Shafaq News / The President of the Kurdistan region, Nechirvan Barzani, issued a statement on the 52nd anniversary of the March 11 Autonomy Agreement.
The President said in a statement that the March 11 Agreement was the first official document in Kurdistan’s modern history that recognizes some of the rights of the people of Kurdistan.
"If Iraqi authorities at the time respected the agreement, it would have protected the country and its generations' future from many wars and ordeals, and Iraq would have become an independent, prosperous, developed country."

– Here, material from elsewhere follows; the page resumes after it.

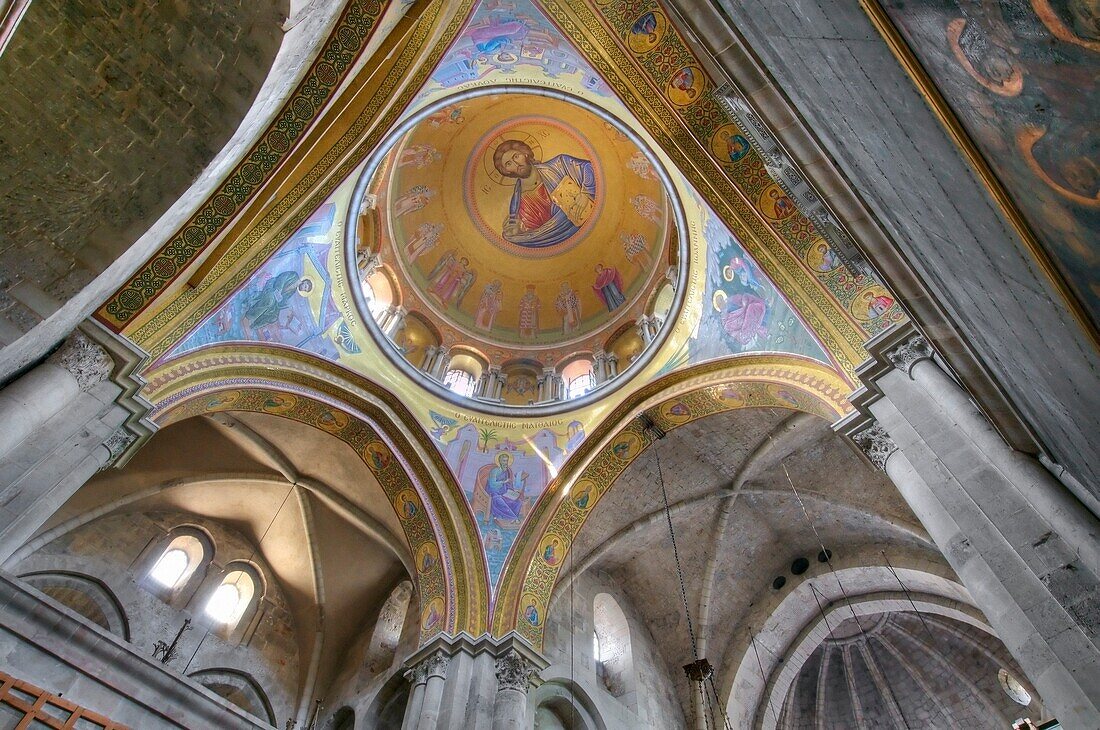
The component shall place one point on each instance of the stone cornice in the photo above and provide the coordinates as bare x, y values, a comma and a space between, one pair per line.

He added, "We should all learn the lesson to preserve the federal system, the conditional rights for all communities, and provide a better future for the next generations."
After Saddam returned to Baghdad, the KDP and the Iraqi government signed an accord that granted the Kurds autonomy within Iraq.

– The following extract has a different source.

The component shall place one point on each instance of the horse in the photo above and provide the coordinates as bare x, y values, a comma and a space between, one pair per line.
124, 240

The parties agreed that Kurdish would be recognized as an official language and that this autonomous region would consist of three Kurdish governorates with a Kurdish majority.
A 15 point plan was agreed by Saddam Hussein and Mullah Mustafa Barzani, with the signed statement concluding, “History will bear witness that you [Kurds] did not have and will never have as sincere a brother and as dependable an ally as the Arab people.”
However, Kirkuk remained a disputed territory that continued to fall outside the purview of the 11 March agreement, which reserved judgment on the territorial extent of the Kurdish autonomous region pending a new census. As a stalling maneuver, the Iraqi government agreed that the region’s final boundaries were to depend on whether the census showed that a proven majority of Kurds resided in the disputed areas.